IONOPHORE A23187 - EFFECT OF H+ CONCENTRATION ON COMPLEX-FORMATION WITH DIVALENT AND MONOVALENT CATIONS AND DEMONSTRATION OF K+-TRANSPORT IN MITOCHONDRIA MEDIATED BY A23187

The 2 phase extraction technique was used to study the equilibrium between A23187 (C29H37N3O6), metal cations and H+. Under these conditions the ionophore forms charge neutral isostoichiometric complexes with divalent cations in which both carboxylate groups of the 2:1 A23187:M2+ complexes are deprotonated. In ethanol the methyl ester of A23187 also binds divalent cations, indicating that protonated complexes between A23187 and cations should also exist.
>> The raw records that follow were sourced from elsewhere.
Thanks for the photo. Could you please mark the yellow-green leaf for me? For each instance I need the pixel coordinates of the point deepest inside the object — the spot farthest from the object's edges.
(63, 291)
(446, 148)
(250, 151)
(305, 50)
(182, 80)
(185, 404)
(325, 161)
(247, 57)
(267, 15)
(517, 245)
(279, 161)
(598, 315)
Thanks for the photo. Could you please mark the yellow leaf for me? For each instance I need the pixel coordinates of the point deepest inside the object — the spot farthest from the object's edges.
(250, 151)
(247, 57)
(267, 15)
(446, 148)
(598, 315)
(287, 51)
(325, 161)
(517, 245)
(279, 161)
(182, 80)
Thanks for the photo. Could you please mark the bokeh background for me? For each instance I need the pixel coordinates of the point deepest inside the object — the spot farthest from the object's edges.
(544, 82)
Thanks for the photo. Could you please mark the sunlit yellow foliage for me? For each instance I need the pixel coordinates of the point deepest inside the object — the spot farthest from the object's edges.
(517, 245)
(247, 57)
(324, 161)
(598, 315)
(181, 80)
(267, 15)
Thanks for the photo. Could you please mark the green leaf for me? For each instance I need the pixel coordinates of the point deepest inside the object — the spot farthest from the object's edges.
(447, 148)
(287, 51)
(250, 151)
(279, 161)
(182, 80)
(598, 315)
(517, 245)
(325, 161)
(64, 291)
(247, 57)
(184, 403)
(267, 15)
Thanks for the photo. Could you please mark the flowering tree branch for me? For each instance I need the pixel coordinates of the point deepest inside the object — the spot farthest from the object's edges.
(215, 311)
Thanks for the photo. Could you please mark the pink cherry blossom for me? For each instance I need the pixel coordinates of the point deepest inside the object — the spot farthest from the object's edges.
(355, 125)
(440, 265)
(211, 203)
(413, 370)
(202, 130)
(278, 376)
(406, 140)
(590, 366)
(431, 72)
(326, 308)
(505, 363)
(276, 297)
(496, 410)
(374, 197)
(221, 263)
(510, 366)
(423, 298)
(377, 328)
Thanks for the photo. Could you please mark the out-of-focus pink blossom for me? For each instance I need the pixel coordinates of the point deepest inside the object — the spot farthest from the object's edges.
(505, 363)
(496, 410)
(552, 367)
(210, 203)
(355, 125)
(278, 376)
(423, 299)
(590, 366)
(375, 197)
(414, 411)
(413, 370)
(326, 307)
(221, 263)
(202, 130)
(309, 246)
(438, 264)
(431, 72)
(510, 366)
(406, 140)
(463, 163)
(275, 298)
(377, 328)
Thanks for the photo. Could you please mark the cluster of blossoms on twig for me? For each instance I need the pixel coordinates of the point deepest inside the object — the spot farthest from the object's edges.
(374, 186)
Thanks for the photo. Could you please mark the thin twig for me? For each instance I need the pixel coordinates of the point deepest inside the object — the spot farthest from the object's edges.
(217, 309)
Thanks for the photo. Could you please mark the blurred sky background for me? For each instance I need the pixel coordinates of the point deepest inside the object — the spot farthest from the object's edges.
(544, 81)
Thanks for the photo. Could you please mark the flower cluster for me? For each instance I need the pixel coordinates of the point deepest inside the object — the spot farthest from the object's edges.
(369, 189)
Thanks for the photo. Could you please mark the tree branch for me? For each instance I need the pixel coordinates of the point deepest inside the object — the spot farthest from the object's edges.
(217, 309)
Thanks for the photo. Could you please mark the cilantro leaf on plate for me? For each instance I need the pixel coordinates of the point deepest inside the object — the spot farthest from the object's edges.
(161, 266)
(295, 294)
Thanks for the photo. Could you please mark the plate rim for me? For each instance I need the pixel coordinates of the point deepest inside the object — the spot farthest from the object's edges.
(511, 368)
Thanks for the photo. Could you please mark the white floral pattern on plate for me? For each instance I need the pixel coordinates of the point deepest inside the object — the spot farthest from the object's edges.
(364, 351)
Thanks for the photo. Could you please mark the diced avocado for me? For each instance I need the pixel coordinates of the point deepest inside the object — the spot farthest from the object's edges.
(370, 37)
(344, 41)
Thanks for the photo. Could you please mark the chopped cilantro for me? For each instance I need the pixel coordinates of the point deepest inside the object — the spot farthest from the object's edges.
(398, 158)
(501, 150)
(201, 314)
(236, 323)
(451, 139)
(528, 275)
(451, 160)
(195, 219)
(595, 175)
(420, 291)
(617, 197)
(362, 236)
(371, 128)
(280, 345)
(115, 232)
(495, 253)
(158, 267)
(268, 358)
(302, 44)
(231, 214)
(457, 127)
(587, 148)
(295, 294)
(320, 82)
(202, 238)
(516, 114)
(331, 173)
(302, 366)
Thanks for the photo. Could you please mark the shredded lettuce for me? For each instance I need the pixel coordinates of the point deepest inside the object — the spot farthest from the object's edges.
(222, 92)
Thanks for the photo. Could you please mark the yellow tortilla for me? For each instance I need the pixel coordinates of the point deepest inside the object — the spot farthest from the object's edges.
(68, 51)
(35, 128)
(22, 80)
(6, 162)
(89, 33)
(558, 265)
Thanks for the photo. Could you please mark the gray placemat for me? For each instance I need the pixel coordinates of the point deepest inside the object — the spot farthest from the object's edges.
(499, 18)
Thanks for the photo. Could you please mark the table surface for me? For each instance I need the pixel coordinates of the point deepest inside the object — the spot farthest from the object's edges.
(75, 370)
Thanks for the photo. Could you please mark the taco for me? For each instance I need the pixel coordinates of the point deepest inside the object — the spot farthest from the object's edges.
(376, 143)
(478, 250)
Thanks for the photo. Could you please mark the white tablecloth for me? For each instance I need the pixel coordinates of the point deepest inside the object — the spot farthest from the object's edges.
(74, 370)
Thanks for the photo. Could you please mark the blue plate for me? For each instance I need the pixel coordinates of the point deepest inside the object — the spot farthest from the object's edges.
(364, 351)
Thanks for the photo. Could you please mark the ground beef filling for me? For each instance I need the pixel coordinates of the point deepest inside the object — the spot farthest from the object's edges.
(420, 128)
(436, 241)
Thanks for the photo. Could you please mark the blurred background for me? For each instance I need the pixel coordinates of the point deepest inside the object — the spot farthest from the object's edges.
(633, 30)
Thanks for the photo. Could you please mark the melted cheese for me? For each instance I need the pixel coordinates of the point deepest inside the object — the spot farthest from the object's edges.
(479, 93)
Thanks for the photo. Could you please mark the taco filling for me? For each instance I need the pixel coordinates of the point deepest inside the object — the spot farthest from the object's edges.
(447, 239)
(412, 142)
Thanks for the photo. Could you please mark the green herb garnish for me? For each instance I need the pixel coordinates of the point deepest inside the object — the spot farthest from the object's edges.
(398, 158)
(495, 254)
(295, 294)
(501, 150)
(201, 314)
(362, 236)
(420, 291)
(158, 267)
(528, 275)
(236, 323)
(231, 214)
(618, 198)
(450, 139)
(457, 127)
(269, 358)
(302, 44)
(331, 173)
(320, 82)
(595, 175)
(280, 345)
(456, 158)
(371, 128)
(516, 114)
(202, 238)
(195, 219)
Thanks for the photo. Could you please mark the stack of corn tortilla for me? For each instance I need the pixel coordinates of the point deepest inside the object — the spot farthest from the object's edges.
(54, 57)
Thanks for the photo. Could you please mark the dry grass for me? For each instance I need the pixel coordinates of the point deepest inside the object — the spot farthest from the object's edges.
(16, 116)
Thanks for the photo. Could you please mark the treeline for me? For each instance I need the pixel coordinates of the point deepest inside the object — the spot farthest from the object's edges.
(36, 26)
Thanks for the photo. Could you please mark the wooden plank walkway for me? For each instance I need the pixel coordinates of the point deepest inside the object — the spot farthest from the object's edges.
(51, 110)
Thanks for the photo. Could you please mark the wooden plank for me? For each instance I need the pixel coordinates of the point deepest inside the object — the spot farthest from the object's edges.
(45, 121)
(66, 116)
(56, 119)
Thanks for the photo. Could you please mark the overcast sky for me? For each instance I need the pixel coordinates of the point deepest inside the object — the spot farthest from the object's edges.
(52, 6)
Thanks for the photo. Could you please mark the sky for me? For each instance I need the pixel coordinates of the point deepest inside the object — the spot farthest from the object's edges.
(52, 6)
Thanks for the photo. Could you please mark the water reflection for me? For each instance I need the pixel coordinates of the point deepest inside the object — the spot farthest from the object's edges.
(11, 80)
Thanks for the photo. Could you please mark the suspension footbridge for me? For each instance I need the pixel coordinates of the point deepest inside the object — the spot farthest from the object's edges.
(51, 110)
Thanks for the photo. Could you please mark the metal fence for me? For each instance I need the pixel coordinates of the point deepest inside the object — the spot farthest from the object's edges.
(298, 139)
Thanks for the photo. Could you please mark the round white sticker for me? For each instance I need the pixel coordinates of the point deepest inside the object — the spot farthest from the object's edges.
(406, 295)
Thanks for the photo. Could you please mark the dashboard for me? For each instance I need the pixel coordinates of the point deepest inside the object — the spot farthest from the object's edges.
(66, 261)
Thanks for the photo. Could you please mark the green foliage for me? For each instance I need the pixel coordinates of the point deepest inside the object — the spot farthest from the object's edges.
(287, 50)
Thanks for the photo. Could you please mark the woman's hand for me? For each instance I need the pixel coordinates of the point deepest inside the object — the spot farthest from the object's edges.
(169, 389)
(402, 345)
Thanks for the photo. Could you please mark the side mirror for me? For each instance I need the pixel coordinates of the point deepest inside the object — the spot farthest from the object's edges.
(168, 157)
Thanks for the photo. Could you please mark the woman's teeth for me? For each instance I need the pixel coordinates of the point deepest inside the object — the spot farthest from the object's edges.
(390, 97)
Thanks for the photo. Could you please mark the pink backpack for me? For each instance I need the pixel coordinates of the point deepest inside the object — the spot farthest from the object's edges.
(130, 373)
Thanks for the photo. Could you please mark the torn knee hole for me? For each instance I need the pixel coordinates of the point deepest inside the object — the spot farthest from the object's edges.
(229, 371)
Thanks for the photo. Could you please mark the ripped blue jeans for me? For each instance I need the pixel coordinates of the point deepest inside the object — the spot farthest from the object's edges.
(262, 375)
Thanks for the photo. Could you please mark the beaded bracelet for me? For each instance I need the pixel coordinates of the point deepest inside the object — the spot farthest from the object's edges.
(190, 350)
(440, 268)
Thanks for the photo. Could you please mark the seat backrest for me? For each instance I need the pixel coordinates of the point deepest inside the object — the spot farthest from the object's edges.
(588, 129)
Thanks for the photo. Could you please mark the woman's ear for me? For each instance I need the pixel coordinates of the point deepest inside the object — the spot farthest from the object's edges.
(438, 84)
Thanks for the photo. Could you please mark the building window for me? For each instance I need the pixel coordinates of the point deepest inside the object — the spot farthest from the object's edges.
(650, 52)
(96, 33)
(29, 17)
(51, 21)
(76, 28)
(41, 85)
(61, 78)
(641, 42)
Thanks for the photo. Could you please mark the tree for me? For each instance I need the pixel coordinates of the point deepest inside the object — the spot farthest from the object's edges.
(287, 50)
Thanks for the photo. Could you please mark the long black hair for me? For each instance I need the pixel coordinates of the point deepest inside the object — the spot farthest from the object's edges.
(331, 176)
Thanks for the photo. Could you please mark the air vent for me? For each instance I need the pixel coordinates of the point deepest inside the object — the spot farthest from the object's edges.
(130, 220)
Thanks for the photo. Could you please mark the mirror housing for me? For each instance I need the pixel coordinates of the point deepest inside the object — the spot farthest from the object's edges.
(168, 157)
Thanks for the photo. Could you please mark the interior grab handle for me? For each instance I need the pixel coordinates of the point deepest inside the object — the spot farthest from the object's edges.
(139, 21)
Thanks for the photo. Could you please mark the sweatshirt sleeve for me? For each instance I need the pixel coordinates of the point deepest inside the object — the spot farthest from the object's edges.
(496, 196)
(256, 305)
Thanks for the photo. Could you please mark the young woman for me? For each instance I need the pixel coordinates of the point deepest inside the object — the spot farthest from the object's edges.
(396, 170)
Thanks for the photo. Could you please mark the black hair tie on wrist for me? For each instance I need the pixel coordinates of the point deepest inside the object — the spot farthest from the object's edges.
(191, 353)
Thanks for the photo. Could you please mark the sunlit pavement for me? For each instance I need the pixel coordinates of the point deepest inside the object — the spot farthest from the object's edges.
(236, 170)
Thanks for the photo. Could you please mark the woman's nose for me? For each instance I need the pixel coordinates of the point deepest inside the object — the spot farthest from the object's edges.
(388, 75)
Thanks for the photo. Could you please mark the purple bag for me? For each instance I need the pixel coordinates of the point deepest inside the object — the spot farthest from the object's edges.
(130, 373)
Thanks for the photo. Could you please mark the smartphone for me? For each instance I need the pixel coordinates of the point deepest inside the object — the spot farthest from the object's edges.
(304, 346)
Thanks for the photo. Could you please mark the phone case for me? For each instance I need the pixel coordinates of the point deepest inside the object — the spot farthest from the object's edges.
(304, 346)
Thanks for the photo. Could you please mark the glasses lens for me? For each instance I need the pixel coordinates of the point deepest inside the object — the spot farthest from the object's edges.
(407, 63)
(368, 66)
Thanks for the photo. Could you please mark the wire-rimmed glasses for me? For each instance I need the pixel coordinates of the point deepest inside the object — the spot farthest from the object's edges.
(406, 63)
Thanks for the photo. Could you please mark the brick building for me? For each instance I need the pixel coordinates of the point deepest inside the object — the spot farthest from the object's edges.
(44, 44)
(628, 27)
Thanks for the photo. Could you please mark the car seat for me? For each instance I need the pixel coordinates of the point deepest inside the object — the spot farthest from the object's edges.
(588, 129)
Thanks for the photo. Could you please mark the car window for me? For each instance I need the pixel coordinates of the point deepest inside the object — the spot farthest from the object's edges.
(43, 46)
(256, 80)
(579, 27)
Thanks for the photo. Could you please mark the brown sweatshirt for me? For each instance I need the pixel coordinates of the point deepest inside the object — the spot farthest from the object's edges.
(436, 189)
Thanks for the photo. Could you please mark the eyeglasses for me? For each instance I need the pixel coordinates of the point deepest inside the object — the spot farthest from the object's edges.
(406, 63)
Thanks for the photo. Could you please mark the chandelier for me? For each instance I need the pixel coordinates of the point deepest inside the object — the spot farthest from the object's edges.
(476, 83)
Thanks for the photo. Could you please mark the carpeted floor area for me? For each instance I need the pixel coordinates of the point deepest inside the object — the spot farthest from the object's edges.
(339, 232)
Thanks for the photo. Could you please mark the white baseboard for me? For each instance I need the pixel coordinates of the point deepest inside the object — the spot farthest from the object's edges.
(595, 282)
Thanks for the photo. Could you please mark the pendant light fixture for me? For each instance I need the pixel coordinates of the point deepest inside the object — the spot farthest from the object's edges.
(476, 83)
With monovalent cations A23187 forms 2 charge-neutral complexes of stoichiometrics and relative stabilities: A2HM > AM. Examination of energy utilization, K+ and H+ movements and light scattering capacity of rat liver mitochondria in the presence of divalent cation chelators, A23187 and valinomycin demonstrates that A23187 can act as a nigericin type K+ ionophore under appropriate conditions. Formation constants for the A2HM complexes with monovalent cations indicate that with appropriate conditions transport of Li+ and Na+ mediated by A23187 would be expected. The binding constant data and associated free energies of complex formation are compared as a function of ionic radius and of cation charge. Lack of conformational mobility in A23187 may be responsible for the high cation size selectivity of this compound. To explain the transport selectivity of A23187 for divalent cations, it is proposed that this ionophore forms a family of 5 complexes, isostoichiometric between cations of different valence but of which only charge-neutral species are permeant to membranes. The charge of a given complex is in turn determined by that of the cation. The concept is consistent with the divalent cation transport specificity of A23187, explains the observed monovalent cation transport and is useful in rationalizing the differences in charge selectivity between A23187 and X-537A (lasalocid).